Tintri focuses on intelligent storage that analyses your workloads and predicts what your workloads are going to do and ensures that there is enough performance available for all workloads. This is different from the traditional contention-based model which simply lets all workloads attempt to grab resources unfettered.
In a contention-based storage model a single workload can crowd out the others, functionally starving them of resources. Tintri's approach doesn't let that happen; performance hogs are given as much performance as can be spared, but only so long as that doesn't interfere with the regular functioning of the other workloads on the array.
For a reviewer, this is a bit of a nightmare. Load testing this sort of an array can be very difficult. How can you really ever be sure you are getting every last drop of performance out of the system if the system, by definition, is designed to ensure no single workload can wreck it for everyone else?

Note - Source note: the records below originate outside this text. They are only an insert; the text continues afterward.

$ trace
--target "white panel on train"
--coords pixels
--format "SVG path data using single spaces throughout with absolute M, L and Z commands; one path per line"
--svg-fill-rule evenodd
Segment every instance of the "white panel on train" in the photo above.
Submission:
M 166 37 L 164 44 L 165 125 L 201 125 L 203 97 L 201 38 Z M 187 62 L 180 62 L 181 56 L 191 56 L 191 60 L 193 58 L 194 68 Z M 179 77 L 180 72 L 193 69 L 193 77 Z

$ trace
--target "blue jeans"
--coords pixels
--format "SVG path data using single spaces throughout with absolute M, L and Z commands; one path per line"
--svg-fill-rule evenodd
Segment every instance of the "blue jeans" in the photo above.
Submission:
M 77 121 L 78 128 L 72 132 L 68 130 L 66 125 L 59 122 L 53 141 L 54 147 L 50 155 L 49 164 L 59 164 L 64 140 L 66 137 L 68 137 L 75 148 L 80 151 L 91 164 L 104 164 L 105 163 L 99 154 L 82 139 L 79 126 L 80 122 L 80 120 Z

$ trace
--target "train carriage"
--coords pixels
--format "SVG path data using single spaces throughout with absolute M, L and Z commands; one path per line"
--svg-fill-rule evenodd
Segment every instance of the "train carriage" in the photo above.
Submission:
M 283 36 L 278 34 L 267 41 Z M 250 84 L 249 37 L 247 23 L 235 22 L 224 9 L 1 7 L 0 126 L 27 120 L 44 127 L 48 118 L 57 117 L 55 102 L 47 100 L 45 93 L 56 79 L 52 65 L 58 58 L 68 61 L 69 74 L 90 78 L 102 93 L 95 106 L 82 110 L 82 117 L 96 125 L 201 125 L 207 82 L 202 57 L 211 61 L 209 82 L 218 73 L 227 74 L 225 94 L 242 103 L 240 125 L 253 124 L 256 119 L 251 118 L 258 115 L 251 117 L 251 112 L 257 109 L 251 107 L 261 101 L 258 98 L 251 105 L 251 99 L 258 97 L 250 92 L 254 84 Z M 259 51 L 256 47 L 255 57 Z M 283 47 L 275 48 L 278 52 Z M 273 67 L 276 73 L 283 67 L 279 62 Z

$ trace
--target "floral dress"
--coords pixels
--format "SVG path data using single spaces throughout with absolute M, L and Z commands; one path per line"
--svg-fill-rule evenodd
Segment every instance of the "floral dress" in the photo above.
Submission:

This has made real world testing a must. Synthetic benchmarks are not going to tell me enough about the T850 to make any sort of rational recommendation. What I needed what to get this system into production with workloads I knew inside and out.
Fortunately, Tintri has been quite accommodating. I have had the T850 in my lab and ultimately at a client site in production for several months now. My impressions are no longer surface deep. I've encountered successes and esoteric oddities, frustrations and elation. So here, warts and all, is the Tintri T850.

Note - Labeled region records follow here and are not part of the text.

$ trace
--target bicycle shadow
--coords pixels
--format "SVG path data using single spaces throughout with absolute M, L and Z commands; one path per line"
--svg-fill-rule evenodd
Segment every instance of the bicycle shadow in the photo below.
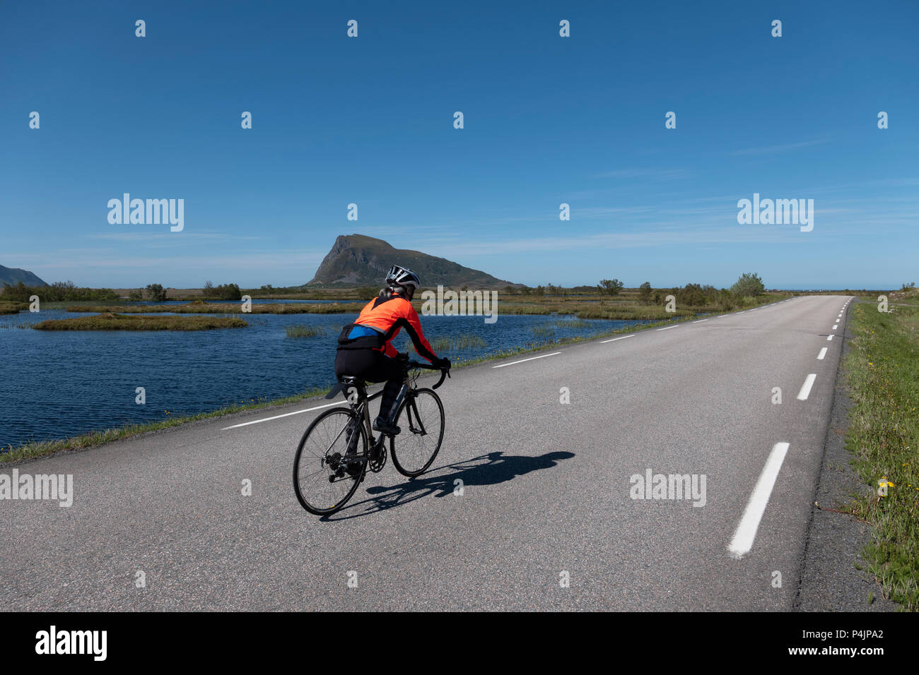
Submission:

Hardware and specifications
The Tintri T850 officially supports 2000 VMs with a grand total of 6000 virtual disks. It sports 53TB of raw capacity including 5.3TB of raw flash. The usable total capacity is 30TB, which Tintri claims is 66TB effective. These figures are all terabytes, not tebibytes.
The 66TB effective figure really depends on what you're feeding the array. When I was doing VDI testing I saw crazy space savings that went into the high double digits. With a real-world workload that has a file server consisting of uncompressible JPEGs consuming most of the space, I'm seeing space savings of about 1.9x.
The unit consists of two nodes (controllers) sharing disks via a passive backplane. In this sense it is really not that different from any number of other storage arrays you might encounter.
The unit is loud. It's not the loudest piece of hardware I’ve encountered, but it's very close. At 108lbs, it's quite heavy, too. I certainly wouldn't want to put racking any of these things above waist level.
The unit I was shipped came with 4x 10GbE ports per node; 2x for data and 2x for replication. Each node has 2x 1GbE ports for administration.